If you want to play a little trick on the birthday person, here's one that was played on a friend at his party. I might add, he is the type that enjoys this sort of thing. His trick birthday cake was a decorated sponge cake, yes literally sponge. A 9X13 piece of sponge was decorated pretty. The birthday boy was asked to cut and serve the cake to everyone. He started trying to cut the cake and couldn't cut it. After the big laugh, his real birthday cake was brought out.


----------



## strawberrygirl (Feb 11, 2009)

In order to keep costs down for our daughter's graduation party (last year) we had a taco bar. It was a huge hit, and pretty inexpensive. The really nice part was that we were able to prepare everything in advance. There was no running around, cooking etc. during her party. It was just lots of fun and mingling with guests. 

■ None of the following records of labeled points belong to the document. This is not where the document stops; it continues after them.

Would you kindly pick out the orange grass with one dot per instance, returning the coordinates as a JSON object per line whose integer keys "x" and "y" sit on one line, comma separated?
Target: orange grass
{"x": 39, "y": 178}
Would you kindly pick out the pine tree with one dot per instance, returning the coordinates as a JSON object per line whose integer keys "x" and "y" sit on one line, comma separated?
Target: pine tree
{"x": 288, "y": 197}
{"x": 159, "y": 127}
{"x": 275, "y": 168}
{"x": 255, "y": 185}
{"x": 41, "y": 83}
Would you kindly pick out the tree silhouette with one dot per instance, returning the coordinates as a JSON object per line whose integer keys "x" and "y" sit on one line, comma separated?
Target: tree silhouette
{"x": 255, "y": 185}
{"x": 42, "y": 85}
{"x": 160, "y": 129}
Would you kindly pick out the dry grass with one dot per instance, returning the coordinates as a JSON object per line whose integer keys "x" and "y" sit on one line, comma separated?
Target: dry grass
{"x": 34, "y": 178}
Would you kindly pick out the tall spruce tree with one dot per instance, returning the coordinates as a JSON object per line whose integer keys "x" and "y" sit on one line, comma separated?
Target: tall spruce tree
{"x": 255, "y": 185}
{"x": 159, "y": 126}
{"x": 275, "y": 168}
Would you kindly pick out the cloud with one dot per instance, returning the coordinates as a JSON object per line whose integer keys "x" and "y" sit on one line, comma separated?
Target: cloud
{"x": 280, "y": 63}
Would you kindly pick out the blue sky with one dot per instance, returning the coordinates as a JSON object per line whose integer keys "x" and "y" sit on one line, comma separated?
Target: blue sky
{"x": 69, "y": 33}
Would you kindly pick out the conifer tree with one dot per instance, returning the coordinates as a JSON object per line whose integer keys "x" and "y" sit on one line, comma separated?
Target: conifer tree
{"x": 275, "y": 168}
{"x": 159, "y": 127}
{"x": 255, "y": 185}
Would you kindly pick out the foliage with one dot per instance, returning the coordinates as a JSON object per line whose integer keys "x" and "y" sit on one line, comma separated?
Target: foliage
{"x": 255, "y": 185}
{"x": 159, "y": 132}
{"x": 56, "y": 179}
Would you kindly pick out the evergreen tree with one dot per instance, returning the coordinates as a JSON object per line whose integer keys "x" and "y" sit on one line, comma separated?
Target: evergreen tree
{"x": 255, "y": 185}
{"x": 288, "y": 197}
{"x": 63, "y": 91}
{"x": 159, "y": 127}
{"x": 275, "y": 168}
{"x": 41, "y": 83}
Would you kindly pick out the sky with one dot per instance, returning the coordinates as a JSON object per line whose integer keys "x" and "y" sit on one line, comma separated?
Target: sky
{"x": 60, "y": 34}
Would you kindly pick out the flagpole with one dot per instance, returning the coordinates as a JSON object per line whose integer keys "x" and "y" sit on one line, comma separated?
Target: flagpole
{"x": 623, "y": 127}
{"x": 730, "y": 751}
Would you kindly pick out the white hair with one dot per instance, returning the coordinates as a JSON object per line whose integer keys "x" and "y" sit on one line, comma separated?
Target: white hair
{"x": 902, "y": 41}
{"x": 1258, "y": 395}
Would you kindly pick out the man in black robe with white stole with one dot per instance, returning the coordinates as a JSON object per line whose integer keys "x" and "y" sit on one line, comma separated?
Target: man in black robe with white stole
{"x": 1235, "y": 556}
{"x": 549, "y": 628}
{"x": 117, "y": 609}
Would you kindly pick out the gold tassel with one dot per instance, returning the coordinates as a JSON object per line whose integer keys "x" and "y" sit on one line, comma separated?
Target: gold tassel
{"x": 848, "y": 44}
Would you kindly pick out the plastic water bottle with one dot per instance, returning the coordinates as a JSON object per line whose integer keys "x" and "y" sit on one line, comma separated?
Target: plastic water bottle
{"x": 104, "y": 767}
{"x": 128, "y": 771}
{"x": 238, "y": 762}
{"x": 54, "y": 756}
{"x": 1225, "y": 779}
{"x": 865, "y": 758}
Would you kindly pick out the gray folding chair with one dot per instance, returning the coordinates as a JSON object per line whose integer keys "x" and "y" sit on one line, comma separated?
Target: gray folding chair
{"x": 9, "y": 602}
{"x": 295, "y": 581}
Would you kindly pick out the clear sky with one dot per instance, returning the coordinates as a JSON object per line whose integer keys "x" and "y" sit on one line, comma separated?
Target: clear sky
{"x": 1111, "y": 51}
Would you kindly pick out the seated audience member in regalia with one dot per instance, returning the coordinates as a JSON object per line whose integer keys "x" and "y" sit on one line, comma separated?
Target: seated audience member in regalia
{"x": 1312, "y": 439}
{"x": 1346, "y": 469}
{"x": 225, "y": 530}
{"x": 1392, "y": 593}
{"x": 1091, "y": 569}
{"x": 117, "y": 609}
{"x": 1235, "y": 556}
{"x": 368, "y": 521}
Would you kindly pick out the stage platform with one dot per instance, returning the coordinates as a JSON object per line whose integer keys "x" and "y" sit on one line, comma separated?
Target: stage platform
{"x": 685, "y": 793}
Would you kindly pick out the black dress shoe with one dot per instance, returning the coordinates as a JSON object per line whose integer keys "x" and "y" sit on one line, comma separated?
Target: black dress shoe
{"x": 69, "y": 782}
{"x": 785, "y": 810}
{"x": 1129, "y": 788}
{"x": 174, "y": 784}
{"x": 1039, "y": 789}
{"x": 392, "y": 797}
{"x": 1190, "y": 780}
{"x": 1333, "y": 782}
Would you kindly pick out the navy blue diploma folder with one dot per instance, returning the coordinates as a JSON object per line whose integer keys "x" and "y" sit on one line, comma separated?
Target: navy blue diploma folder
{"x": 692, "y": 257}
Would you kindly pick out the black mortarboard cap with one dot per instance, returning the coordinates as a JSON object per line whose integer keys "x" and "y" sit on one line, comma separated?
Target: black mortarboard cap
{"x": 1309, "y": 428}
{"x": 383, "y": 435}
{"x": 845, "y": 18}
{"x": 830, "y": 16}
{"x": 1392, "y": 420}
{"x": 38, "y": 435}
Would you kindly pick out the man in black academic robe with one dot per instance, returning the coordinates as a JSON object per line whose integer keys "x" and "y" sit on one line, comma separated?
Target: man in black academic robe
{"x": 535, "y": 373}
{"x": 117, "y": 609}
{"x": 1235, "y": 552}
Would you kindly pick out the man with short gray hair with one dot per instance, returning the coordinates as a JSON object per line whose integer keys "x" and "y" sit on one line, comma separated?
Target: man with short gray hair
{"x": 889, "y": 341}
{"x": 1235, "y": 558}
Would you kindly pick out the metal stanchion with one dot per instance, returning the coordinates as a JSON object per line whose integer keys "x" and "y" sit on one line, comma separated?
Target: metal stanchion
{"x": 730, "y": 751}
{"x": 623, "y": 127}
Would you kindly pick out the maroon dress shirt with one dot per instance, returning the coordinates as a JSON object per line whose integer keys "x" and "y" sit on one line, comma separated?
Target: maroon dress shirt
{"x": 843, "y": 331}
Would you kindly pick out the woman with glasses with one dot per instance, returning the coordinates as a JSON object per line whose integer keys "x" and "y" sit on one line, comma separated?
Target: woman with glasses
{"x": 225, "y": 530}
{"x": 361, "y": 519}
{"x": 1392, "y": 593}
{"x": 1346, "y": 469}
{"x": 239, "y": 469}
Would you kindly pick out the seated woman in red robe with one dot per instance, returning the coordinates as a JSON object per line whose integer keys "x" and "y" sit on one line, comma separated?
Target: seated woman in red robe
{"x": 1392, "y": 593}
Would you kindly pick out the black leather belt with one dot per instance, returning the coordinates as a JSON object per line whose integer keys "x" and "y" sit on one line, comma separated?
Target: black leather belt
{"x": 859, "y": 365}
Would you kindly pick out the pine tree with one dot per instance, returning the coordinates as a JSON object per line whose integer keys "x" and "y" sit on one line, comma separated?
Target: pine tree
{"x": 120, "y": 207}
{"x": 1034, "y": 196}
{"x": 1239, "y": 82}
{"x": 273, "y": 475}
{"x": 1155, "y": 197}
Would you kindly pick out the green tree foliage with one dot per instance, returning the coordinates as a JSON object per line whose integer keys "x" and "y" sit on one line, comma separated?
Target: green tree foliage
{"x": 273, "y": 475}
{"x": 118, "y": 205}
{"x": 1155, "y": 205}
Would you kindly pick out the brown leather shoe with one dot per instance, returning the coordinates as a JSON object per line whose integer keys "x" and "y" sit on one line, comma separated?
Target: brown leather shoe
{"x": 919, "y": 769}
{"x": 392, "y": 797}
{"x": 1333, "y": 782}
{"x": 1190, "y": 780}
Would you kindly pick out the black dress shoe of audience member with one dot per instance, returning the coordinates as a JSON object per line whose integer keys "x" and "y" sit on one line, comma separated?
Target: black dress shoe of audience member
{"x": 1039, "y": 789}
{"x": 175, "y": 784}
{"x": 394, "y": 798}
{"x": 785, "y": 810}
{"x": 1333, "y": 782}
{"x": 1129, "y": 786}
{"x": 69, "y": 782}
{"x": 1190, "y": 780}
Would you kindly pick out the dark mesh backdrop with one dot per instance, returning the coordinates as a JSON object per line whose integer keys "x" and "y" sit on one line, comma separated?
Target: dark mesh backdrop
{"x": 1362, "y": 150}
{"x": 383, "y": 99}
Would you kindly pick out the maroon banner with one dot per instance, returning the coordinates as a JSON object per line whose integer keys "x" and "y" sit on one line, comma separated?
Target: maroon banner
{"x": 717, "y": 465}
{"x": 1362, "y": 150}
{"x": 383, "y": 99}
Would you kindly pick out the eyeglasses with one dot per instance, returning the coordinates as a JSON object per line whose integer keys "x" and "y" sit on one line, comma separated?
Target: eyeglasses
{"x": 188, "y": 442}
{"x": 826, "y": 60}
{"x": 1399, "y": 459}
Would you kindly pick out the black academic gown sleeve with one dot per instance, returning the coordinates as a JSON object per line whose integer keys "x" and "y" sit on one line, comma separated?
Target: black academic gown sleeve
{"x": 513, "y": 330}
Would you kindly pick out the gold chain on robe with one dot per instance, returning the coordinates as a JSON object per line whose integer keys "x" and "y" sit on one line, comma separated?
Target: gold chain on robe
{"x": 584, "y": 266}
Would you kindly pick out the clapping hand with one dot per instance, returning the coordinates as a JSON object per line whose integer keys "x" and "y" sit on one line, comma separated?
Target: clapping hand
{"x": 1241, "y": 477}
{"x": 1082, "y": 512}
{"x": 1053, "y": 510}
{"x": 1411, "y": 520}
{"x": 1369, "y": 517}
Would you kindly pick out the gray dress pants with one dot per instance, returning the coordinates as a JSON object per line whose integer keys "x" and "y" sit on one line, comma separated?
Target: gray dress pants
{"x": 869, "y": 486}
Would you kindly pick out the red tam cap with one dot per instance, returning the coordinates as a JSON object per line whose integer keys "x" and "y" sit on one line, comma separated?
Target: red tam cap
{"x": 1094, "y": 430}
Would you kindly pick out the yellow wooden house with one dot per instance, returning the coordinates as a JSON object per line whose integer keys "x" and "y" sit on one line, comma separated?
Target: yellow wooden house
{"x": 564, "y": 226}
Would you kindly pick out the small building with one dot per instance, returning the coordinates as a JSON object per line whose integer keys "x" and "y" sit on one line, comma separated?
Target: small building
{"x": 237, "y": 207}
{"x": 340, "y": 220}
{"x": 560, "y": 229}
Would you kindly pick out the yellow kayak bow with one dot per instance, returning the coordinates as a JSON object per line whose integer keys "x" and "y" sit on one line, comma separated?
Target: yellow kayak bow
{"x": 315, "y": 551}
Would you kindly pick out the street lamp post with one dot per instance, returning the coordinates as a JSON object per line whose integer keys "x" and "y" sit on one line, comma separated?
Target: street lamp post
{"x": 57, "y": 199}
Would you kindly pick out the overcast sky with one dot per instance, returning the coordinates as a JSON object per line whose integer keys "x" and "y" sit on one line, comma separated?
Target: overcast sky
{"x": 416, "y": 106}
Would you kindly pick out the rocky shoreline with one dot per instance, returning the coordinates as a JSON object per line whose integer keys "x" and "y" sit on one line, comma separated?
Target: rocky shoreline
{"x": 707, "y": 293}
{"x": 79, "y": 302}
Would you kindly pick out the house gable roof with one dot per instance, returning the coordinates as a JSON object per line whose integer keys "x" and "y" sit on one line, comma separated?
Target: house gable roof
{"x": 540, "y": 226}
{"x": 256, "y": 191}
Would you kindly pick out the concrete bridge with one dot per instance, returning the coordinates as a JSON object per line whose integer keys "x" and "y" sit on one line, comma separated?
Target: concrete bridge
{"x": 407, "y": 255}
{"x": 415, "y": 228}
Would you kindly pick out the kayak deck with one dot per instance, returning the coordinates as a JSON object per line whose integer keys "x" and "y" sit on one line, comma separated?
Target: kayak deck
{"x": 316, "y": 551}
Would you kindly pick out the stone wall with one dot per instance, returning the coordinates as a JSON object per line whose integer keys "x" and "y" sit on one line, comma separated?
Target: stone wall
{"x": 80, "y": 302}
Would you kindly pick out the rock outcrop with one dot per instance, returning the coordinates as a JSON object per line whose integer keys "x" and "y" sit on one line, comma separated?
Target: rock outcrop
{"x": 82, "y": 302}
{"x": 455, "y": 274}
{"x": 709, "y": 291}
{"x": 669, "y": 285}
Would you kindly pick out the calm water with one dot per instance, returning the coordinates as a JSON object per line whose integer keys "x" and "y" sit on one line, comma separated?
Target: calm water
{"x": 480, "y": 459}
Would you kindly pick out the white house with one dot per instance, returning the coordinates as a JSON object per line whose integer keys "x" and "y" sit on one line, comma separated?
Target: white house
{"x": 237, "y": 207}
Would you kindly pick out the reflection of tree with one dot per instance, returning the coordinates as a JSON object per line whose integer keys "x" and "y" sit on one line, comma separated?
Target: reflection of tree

If you have pictures of the birthday man/woman and a scanner you can scan them into a computer and make a slideshow set to music. DD did this for her party. She scanned everything into our desktop, put it on a jump drive, and transferred it to her laptop. Then she set it to music. She had her laptop sitting on a decorated table for everyone to see. It didn't cost us anything, but everyone loved seeing photos of her from infancy up to graduation.


----------



## Staceyy (Jun 16, 2007)

Thanks, great suggestions!


----------



## pheasantplucker (Feb 20, 2007)

Nickle, dime, quarter poker game...Keep a jar near the poker table. Anytime someone wins a hand, they pitch a quarter into the jar. At the end of the night, this is given to the birthday person.


----------



## meanwhile (Dec 13, 2007)

Two parties we enjoy are:
1. A home made pizza making party. We make the dough (whole wheat and plain white and then an herb crust) and we provide the sauce. Everyone who comes bring something to put on top and some cheese. They also bring their own drinks. Someone always makes cookies or a cake.

2. Homemade Bread party. We bake several types of bread - both sweet and savory - and everyone who comes brings something to go on bread. The toppings range from herb butters to jams to fresh tomatoes and meats/cheese. We never know who is going to bring what but it always turns out great. 

We also sometimes have people bring a musical instrument and play music.


----------



## meanwhile (Dec 13, 2007)

Not sure what ages you are thinking about but my older son and his friends have budget theme parties. One time they had a "Lady's Night" party and all the women dressed up in the fanciest dresses they could find. Some were bought at Goodwill stores. Everyone brought covered dish. Another party was called "Anything but clothes" and everyone had to make a costume to wear out of something odd. A lot of people wore garbage bags. 

They had one called "Gentleman's Night" and everyone dressed up fancy and they cooked a steak dinner at home and someone brought a bottle of brandy.

They had Clown Night and also a Pirate party.

It is not my cup of tea - not at my age - but they love it and have lots of inexpensive fun.


----------



## pheasantplucker (Feb 20, 2007)

One time my ex wife and I hosted a "Murder mystery party"...It was a really fun time. We served dinner and had everyone dress in their role...it would make for a great adult party...


----------



## jwal10 (Jun 5, 2010)

Summer and fall all are out at the farm. Summer = hayrides, hotdogs/brats and watermelon. Fall is hayrides, applecider, doughnuts, marshmellows, and smores around a bonfire....James


----------



## soulsurvivor (Jul 4, 2004)

If it's a big birthday, say 70 or so, consider renting a state park rec hall and hosting a family reunion type of party. Everybody brings a dish of food and their drinks. The immediate family splits the cost of the rec hall, meat, and paper supplies. We did this for all of our parents on their 70th birthdays and invited all of their friends, former coworkers, and of course family. 

My FIL passed away this afternoon. He was 87 and lived a good full life. As a family we've spent the past few hours going through the photo albums for pictures to take to the memorial service. Some of the happiest photos are from the birthday party we had for him on his 70th birthday. We discovered we had pictures of him with many of his friends and family taken at that party and are glad we can share them with all who are still with us. 

Hug a loved one today.


----------